# Tailored Pen Co Blanks



## Aces-High (Sep 8, 2021)

Thought I would share the pens I made from some of the blanks I bought from Tailored Pen.  Blanks and pens are beautiful, and turned easily, give them a try.

Thanks for looking!

Water Lily




Sunflower



Milky Way V1


----------



## Aces-High (Sep 8, 2021)

Lori said:


> Im selling cherry n maple burl pen blanks for $5 a piece if your interested?

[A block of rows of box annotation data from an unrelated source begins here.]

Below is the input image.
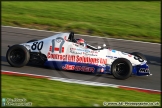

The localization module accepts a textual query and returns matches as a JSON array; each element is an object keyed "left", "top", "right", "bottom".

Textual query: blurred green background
[
  {"left": 1, "top": 75, "right": 161, "bottom": 107},
  {"left": 1, "top": 1, "right": 161, "bottom": 106},
  {"left": 1, "top": 1, "right": 161, "bottom": 43}
]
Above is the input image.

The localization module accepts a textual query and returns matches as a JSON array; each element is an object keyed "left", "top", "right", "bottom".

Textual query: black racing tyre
[
  {"left": 130, "top": 52, "right": 147, "bottom": 60},
  {"left": 111, "top": 58, "right": 132, "bottom": 80},
  {"left": 6, "top": 45, "right": 30, "bottom": 67},
  {"left": 26, "top": 39, "right": 38, "bottom": 43}
]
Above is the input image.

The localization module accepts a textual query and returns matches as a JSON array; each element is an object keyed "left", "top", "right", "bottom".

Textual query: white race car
[{"left": 6, "top": 32, "right": 151, "bottom": 79}]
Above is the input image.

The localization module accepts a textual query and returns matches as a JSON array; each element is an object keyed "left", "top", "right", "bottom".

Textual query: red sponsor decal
[
  {"left": 62, "top": 64, "right": 95, "bottom": 72},
  {"left": 47, "top": 52, "right": 107, "bottom": 65}
]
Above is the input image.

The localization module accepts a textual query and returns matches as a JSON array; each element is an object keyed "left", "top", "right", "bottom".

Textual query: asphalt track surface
[{"left": 1, "top": 26, "right": 161, "bottom": 91}]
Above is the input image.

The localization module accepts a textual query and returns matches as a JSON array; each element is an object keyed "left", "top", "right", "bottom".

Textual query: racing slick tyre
[
  {"left": 111, "top": 58, "right": 132, "bottom": 80},
  {"left": 6, "top": 45, "right": 30, "bottom": 67},
  {"left": 130, "top": 52, "right": 147, "bottom": 60},
  {"left": 26, "top": 39, "right": 38, "bottom": 43}
]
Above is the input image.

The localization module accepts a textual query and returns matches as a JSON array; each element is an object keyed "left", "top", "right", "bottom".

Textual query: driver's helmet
[{"left": 76, "top": 38, "right": 86, "bottom": 47}]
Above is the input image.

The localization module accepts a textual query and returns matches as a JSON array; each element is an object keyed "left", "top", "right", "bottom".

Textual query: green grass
[
  {"left": 1, "top": 1, "right": 161, "bottom": 43},
  {"left": 1, "top": 75, "right": 161, "bottom": 106}
]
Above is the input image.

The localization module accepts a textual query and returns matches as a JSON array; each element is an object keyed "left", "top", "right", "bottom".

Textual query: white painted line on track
[
  {"left": 1, "top": 70, "right": 161, "bottom": 94},
  {"left": 1, "top": 25, "right": 161, "bottom": 45}
]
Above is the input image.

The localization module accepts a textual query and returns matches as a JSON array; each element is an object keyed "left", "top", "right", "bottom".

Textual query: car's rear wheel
[
  {"left": 26, "top": 39, "right": 38, "bottom": 43},
  {"left": 130, "top": 52, "right": 147, "bottom": 60},
  {"left": 111, "top": 58, "right": 132, "bottom": 80},
  {"left": 6, "top": 45, "right": 30, "bottom": 67}
]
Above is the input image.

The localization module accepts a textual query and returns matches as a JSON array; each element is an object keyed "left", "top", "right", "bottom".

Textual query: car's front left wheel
[{"left": 6, "top": 45, "right": 30, "bottom": 67}]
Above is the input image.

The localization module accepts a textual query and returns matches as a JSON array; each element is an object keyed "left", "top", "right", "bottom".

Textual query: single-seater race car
[{"left": 6, "top": 32, "right": 151, "bottom": 80}]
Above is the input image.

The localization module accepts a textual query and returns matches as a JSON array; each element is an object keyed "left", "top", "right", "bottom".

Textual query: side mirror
[{"left": 103, "top": 44, "right": 106, "bottom": 47}]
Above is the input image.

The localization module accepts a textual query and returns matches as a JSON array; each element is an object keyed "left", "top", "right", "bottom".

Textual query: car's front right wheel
[{"left": 111, "top": 58, "right": 132, "bottom": 80}]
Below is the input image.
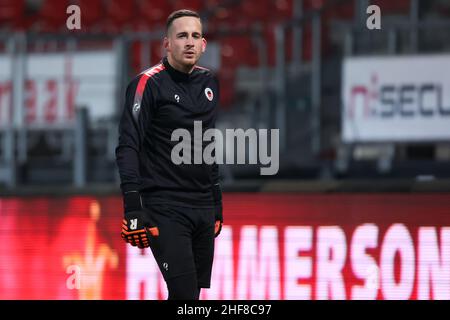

There is a place to sell pen blanks on this group.  Hijacking someone else's post to do it is NOT the way to do it, and will definitely not earn you any friends.


----------



## Tailored Pen Company (Sep 8, 2021)

Beautiful work Jason! Thanks for using us and including us here in IAP.


----------



## jeff (Sep 8, 2021)

Thanks to all who reported the spamming user "Lori". 
Sorry to mess up your thread, Jason!


----------



## Aces-High (Sep 8, 2021)

jeff said:


> Thanks to all who reported the spamming user "Lori".
> Sorry to mess up your thread, Jason!


Thanks for your help Jeff!


----------



## TDahl (Sep 8, 2021)

Very nice pens Jason.


----------



## RobS (Sep 9, 2021)

nicely done, great pens, great blanks!!!!!!!!!!!!11


----------



## KMCloonan (Sep 9, 2021)

Beautiful pens. Great colors! Excellent craftsmanship.


----------



## Weldon0405 (Sep 10, 2021)

Magnificent work! Those beautiful Blanks from Tailored Pen ago definitely help. Cheers!


----------



## RichAldrich (Sep 11, 2021)

Great Pens!


----------